This notebook was put together by Anderson Banihirwe as part of 2017 CISL/SIParCS Research Project : PySpark for Big Atmospheric & Oceanic Data Analysis
Median¶
- A commonly used robust and resistant measure of central tendency.
- Defined as the middle value when observations are ordered from smallest to largest.
- Divides the dataset into two parts of equal size, with 50% of the values below the median and 50% of the values above the median.
- Also known as the 50th percentile.
- Insensitive to extreme values.
Example:¶
- Calculate the spatial median of temperature data over North America for the period 2006-2010.
The dataset can be found on NCAR's Glade:
/glade/p/CMIP/CMIP5/output1/NOAA-GFDL/GFDL-ESM2M/rcp85/mon/atmos/Amon/r1i1p1/v20111228/ta/ta_Amon_GFDL-ESM2M_rcp85_r1i1p1_200601-201012.nc
Step 1: Load Dataset in a Spark dataframe¶
from pyspark4climate import read
from pyspark4climate.functions import shift_lon_udf
from pyspark.sql import SparkSession
import geopandas as gpd
import pandas as pd
import seaborn as sns
import matplotlib
matplotlib.style.use('ggplot')
matplotlib.rcParams['figure.figsize'] = (12, 15)
%matplotlib inline
import matplotlib.pyplot as plt
jet=plt.get_cmap('coolwarm') # Used for multiple scatter plots
spark = SparkSession.builder.appName("median").getOrCreate()
sc = spark.sparkContext
!ncdump -h ../data/ta_Amon_GFDL-ESM2M_rcp85_r1i1p1_200601-201012.nc
filename='../data/ta_Amon_GFDL-ESM2M_rcp85_r1i1p1_200601-201012.nc'
var = 'ta'
data = read.DataFrame(sc, (filename, var), mode='single')
Pyspark4climate DataFrame class returns an object.

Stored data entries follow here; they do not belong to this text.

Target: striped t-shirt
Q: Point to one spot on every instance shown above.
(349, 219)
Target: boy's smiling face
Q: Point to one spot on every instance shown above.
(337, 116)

In order to access spark's dataframe we need to do the following:
type(data)
data_df = data.df
type(data_df)
data_df.show()
# Print the schema of data_df dataframe
data_df.printSchema()
Step 2: Shift longitudes on grid so that they are in range [-180 -> 180]¶
To achieve this we will use pyspark4climate
builtin function shift_grid_udf()
# Shift grid and Drop the lon column
data_df = data_df.withColumn("shifted_lon", shift_lon_udf(data_df["lon"])).cache()
data_df = data_df.selectExpr("time", "plev", "lat", "shifted_lon as lon", "ta")
data_df.show()
Step 3: Select Temporal and Spatial Domains¶
Select North-America: Region with only values 60W to 130W, 20N to 70N
import pyspark.sql.functions as F
df = data_df.filter((data_df["lon"] <= -60) & (data_df["lon"] >=-130) &\
(data_df["lat"] >=20) & (data_df["lat"] <=70))\
.orderBy(F.col('time'), F.col('lat'), F.col('lon'))
df.show()
df.cache()
Step 4: Calculate Spatial Median¶
This operation computes the spatial median of the data. The median longitude and median latitude values are located for each time step.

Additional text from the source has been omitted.